一般市民たちの間では、混乱の第一波が過ぎ去った後、奇妙な「平穏」と、それに伴う「畏敬の念」が、静かに、しかし爆発的な勢いで浸透し始めていた。
世界各地の紛争地帯。
昨日まで、互いの宗教や国境、民族の誇りを巡って血みどろの殺し合いを続けていた兵士たちは、今、泥にまみれた塹壕の中で、お互いに顔を見合わせてポカンとしていた。
彼らは、銃の引き金に指をかけている。スコープの向こうには、憎むべき敵の頭部が見えている。しかし、彼らの脳は、「引き金を引いて、金属の弾丸を肉体に撃ち込み、相手の生命活動を停止させる」という、一連の『殺害の手順』を、どうしても実行に移すことができなかった。

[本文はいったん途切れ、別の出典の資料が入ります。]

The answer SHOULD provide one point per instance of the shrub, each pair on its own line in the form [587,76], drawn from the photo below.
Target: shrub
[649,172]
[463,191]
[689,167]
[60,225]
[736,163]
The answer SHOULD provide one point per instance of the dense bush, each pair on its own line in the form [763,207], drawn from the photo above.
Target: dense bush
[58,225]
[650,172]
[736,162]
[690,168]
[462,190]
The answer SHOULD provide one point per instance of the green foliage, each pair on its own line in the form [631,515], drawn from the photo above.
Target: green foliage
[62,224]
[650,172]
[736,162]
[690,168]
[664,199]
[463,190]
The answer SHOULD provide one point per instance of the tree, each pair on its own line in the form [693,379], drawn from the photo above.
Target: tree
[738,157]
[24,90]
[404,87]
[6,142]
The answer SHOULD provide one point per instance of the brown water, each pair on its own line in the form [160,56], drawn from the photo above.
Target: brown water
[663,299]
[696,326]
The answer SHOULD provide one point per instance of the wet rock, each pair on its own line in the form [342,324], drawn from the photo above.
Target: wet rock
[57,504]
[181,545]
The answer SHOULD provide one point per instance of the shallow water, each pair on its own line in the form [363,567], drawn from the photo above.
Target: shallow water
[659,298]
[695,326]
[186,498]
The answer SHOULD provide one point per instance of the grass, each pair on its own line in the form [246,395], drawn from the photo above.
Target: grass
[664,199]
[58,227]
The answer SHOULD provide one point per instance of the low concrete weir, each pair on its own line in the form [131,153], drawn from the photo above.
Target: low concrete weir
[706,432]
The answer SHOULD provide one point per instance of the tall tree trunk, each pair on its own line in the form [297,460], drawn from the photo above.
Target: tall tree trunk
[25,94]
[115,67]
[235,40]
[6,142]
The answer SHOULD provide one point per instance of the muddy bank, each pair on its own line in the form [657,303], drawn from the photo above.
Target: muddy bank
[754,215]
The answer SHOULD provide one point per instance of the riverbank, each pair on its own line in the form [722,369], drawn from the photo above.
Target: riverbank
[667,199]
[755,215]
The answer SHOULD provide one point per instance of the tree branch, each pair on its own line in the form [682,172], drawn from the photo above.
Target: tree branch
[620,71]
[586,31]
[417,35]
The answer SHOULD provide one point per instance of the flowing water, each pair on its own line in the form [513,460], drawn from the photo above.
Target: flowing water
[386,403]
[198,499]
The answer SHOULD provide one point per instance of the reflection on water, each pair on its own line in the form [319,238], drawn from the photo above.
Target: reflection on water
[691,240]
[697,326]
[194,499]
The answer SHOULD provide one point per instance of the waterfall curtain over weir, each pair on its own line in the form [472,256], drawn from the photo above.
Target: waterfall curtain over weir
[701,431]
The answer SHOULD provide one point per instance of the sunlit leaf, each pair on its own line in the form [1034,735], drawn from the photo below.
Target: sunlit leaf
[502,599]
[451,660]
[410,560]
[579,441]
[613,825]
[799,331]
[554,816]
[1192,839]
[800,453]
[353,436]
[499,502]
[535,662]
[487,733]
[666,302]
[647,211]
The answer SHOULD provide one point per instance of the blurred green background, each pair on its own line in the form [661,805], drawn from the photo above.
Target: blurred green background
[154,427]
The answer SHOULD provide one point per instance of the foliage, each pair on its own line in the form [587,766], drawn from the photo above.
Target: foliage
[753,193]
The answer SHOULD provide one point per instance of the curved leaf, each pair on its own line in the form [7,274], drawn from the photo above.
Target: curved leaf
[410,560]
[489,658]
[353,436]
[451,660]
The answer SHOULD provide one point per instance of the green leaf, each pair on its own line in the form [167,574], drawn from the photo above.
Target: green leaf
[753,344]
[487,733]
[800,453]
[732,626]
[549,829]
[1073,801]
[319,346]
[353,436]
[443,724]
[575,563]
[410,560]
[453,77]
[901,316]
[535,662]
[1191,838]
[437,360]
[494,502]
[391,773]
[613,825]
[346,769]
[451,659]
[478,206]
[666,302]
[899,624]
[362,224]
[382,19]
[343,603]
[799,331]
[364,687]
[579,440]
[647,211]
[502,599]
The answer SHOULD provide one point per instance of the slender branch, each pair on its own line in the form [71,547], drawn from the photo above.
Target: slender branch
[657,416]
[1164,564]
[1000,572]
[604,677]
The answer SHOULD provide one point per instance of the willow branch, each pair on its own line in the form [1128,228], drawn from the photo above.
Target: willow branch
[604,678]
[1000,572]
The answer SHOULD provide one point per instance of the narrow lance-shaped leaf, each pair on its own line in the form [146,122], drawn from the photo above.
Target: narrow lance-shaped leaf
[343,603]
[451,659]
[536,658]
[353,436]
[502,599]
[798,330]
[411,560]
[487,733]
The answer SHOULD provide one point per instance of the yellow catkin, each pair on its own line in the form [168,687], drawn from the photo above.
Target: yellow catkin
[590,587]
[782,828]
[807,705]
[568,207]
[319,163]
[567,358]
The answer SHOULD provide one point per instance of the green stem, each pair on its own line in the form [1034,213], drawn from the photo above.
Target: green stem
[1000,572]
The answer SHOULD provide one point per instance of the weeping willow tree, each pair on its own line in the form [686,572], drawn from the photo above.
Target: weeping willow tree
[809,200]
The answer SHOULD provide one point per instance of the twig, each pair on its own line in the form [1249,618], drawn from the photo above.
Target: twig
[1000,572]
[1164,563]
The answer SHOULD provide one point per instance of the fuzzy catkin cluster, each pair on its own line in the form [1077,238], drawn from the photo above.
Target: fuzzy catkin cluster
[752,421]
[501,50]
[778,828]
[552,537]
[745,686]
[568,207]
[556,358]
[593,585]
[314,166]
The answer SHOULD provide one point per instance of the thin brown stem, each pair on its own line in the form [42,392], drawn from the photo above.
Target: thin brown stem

「……おい、俺は今、何のためにこの鉄の筒を握っているんだ?」
アフリカの荒野で、一人の少年兵が、錆びついたアサルトライフルを地面に下ろして呟いた。
「わからん。だが、この銃口をあいつに向ける必要が、どうしても感じられないんだ。あいつを撃つと、どうなるんだっけ? ……死ぬのか。そうか、死ぬのは良くないことだな。じゃあ、なんで俺は撃とうとしていたんだ?」
対峙していた敵対部隊の兵士たちもまた、同じように銃を放り出し、泥だらけの陣地から這い出てきた。彼らは、互いに数秒前まで命を奪い合おうとしていた事実を「歴史としての知識」としては記憶している。だが、その背後にあったはずの『燃え盛るような攻撃衝動』が、心臓の奥から綺麗に消え去っていることに気づいた。
「……帰ろう。故郷のトウモロコシ畑が心配だ」
誰かがそう言うと、数万人規模の軍隊が、最新の対戦車ミサイルや装甲車をその場に放置し、ただの「乗り物」として使って一斉に解散を始めた。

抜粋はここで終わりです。